# Wifi camera through Resolume



## b_eliades (Aug 31, 2019)

Hi!

I work in a theater and in the show we are about to perform, we need a camera which will hold it an actor and it will be in the audience like a journalist who takes interview. The challenge is that, the camera must be wireless because the actor has to be free to move around the audience. 

We will use Resolume Arena (which unfortunately i use it for the first time) for video projection for the show and in that particular time the actor "journalist" goes to the audience, i have to give the order to resolume to connect with the camera and play live stream to the projection.

What exactly do i need for this? A camera with HDMI input and a transimitter connected to the camera and a receiver connect to iMac? Also, do i need an external video card to give the input to the receiver? Is my thinking right?


----------



## Calc (Sep 1, 2019)

It all depends on what gear you have or can get. The most unforgiving will be the camera and transmitter- a consumer-grade camera will add latency, and so will wireless transmitters. Your main challenge will be to get latency down to a minimum.
I've never used Resolume, but you'll need to get your video in somehow. Can you feed it directly to the projectors and still cue it? Again, that'll cut down on the latency.


----------



## FMEng (Sep 2, 2019)

You'll need a close to pro grade and wireless wireless system to keep the latency down. Something like Teradek. That sort of thing can be rented.


----------



## ruinexplorer (Sep 2, 2019)

I will second the Teradek for keeping down latency. You will need a camera with HDMI or SDI out.


----------



## b_eliades (Sep 3, 2019)

Calc said:


> It all depends on what gear you have or can get. The most unforgiving will be the camera and transmitter- a consumer-grade camera will add latency, and so will wireless transmitters. Your main challenge will be to get latency down to a minimum.
> I've never used Resolume, but you'll need to get your video in somehow. Can you feed it directly to the projectors and still cue it? Again, that'll cut down on the latency.



Unfortunatelly i can't plug it to the projector because through the same projector will play some other videos with resolume, so i have to control all these things from imac. 

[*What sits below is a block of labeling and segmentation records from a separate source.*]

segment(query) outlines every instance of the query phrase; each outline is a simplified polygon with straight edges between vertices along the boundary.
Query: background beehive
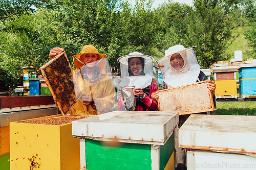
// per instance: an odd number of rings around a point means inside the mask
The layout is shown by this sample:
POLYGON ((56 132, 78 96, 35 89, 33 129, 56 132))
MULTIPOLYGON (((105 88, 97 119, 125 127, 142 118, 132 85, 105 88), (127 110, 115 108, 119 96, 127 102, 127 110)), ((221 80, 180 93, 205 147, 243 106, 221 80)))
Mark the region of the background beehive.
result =
POLYGON ((212 96, 206 81, 158 91, 161 111, 187 114, 215 110, 212 96))
POLYGON ((73 71, 65 52, 57 55, 39 69, 62 115, 68 112, 77 99, 73 71))

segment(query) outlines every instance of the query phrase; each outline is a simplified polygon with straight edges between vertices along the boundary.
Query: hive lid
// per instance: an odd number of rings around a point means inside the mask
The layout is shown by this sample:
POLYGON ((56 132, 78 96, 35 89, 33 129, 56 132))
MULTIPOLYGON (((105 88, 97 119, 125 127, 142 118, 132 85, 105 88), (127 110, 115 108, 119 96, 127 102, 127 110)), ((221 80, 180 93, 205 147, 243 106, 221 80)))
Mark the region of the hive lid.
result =
POLYGON ((250 64, 240 64, 238 66, 238 69, 239 69, 241 68, 244 68, 244 67, 256 67, 256 63, 250 63, 250 64))
POLYGON ((179 122, 178 112, 116 111, 72 122, 72 135, 102 141, 163 145, 179 122))
POLYGON ((179 145, 256 154, 256 117, 191 115, 179 130, 179 145))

They suggest me this: Nedis wireless. I don't know this company and i have no idea about the latency issue.


----------



## b_eliades (Sep 3, 2019)

I have another question. Is it possible to work this thing with an ip camera?


----------



## DrewE (Sep 3, 2019)

b_eliades said:


> I have another question. Is it possible to work this thing with an ip camera?


 
It is probably possible to get it to "work" in the sense of having some sort of an image from the camera appear on the screen from the camera eventually. That "success" may take much futzing to achieve. You would probably be thoroughly unsatisfied with the results, though.

It will at best be laggy video, and possibly a very laggy and unreliable slideshow. Most IP cameras, at least moderate cost ones, would probably have trouble dealing with theater lighting with its extremes between light and dark, possibly low light levels in the house, and odd or ill-defined white balance.


----------



## Calc (Sep 3, 2019)

I'll second DrewE's comments on IP cameras. We have an IP PTZ we use for streaming events. It's WIRED, and lags a half-second or so behind live action. It works great for it's intended purpose, but that half-second makes it unusable for Imag or anything like that.
I've never heard or Netis, but I'm not in Greece either. 
I have used CineGear's Ghost Eye for wireless transmission (though version 1, the link is to a newer version), so what you're talking about can be done. But it's one of those easy/cheap/good tradeoffs- pick two.


----------